Jaki odsetek analfabetyzmu pozostawiła II RP w 1939? Dr Roland Łukasiewicz w publikacji Analfabetyzm wtórny, ekskluzja czy inkluzja społeczna podaje liczbę 20% dla roku 1938. Mało jednak prawdopodobne wydaje się, by w okresie 1931-1938 analfabetyzm zdołał spaść zaledwie o 3%. Należy tutaj wziąć pod uwagę nie tylko wysokie wydatki na oświatę w latach 30., ale i fakt, że kluczowa reforma edukacji, która przyczyniła się do likwidacji analfabetyzmu, była wdrażana już po dokonaniu obu spisów — reforma jędrzejewiczowska została przyjęta w roku 1932.

Łukasiewicz twierdzi poza tym, że wysoki analfabetyzm zawdzięczamy polityce zaborców, co jest tezą naciąganą, bo likwidacja analfabetyzmu była jak najbardziej w interesie państw zaborczych, gdyż ludność umiejąca czytać może chłonąć nie tylko przekaz polskiego kościoła, ale i propagandę prasy rządowej wydawanej dla Polaków. W zaborze pruskim analfabetyzm był niewielki, a i w innych zaborach realnie spadał. Jak podaje Rocznik Polski z 1917 pod redakcją Eugeniusza Romera, w 1897 w zaborze rosyjskim poziom analfabetyzmu wynosił 65-71%. W guberniach lubelskiej i kieleckiej wynosił wówczas ok. 70%. W roku 1916 dla guberni lubelskiej i kieleckiej spadł już do 57%. W roku 1910 w powiecie krakowskim wynosił ok. 20%.

Bliższa prawdy wydaje się zatem wielkość podana przez historyka dra Jana Wiśniewskiego — 15% w 1939.

Możemy zatem przyjąć, że w ciągu dwóch dekad młode państwo poskładane z trzech niemal zupełnie innych części zdołało zmniejszyć skalę analfabetyzmu z ok. 40% do ok. 15%, a zatem o 25 punktów procentowych.
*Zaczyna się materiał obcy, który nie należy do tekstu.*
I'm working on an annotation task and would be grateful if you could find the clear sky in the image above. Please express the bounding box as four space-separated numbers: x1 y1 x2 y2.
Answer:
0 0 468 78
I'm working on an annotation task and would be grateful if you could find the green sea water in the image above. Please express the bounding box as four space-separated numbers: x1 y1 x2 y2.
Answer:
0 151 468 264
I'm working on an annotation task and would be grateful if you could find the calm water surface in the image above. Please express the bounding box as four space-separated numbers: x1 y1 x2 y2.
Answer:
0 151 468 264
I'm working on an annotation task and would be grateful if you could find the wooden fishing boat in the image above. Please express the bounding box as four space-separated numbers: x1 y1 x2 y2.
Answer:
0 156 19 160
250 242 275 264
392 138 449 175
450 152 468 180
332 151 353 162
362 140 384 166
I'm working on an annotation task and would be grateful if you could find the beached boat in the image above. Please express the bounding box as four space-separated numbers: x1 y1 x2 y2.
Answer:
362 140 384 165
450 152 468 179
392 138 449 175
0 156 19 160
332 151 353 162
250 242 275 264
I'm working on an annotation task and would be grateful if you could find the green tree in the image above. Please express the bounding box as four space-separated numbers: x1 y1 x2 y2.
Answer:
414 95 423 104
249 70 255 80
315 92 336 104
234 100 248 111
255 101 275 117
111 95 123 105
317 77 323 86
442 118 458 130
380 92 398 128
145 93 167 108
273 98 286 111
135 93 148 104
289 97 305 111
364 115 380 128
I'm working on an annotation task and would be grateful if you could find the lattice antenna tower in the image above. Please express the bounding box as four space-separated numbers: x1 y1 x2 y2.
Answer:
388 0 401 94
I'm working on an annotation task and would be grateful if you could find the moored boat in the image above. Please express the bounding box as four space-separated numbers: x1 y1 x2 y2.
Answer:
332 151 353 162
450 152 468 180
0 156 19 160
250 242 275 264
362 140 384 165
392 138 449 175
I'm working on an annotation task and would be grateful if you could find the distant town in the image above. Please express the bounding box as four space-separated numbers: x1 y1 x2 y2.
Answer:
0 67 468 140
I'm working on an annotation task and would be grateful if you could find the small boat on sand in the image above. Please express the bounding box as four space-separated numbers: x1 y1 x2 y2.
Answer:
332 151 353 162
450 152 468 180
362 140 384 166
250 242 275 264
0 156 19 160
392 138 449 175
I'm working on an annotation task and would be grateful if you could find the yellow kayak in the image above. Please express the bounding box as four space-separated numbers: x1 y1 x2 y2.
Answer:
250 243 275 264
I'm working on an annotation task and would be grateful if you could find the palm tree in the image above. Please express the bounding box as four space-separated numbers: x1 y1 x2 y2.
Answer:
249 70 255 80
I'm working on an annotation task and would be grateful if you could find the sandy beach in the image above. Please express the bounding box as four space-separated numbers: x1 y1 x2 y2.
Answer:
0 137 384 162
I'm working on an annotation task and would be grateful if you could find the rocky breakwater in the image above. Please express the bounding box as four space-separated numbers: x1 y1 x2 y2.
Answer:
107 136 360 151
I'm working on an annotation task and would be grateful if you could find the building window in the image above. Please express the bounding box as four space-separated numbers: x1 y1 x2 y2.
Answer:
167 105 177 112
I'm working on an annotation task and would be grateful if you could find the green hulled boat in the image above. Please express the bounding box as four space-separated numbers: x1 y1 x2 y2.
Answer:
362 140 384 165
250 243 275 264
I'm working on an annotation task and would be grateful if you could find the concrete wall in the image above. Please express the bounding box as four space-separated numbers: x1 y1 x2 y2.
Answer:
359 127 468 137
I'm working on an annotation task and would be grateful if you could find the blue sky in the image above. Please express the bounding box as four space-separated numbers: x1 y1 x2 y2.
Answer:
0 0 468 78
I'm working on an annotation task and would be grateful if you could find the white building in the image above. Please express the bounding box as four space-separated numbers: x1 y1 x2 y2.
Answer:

Analfabetyzm wśród mniejszości

Trzeba jednak pamiętać, że nawet owe 15% analfabetów to nie był poziom analfabetyzmu wśród Polaków. II RP była państwem wielonarodowym, w którym Polacy stanowili 69% ludności, a odsetek analfabetyzmu przez cały czas zawyżały znakomicie mniejszości narodowe. I to nie tylko Ukraińcy czy Białorusini, ale i nawet Żydzi. Wbrew bowiem dzisiejszym stereotypom, analfabetyzm wśród Żydów był wyższy niż wśród samej ludności polskiej. Dr Janusz Błędowski podaje, iż w roku 1921 analfabetyzm wśród ludności żydowskiej wynosił 45%. Wśród osób wyznania mojżeszowego powyżej 15 lat odsetek ten wynosił wówczas 33,8% (w tym czasie wśród ogółu miejskiej ludności: 18,7%). Jak wskazuje Andrzej Paczkowski: „Ludność żydowska była znacznie gorzej wykształcona niż wynikałoby to z jej miejskiego i nierolniczego charakteru. Wprawdzie postęp w likwidacji analfabetyzmu był dość szybki, to jednak w 1931 r. jeszcze 13,9% mieszkańców miast nie umiało ani pisać, ani czytać." (Prasa żydowska w II Rzeczypospolitej).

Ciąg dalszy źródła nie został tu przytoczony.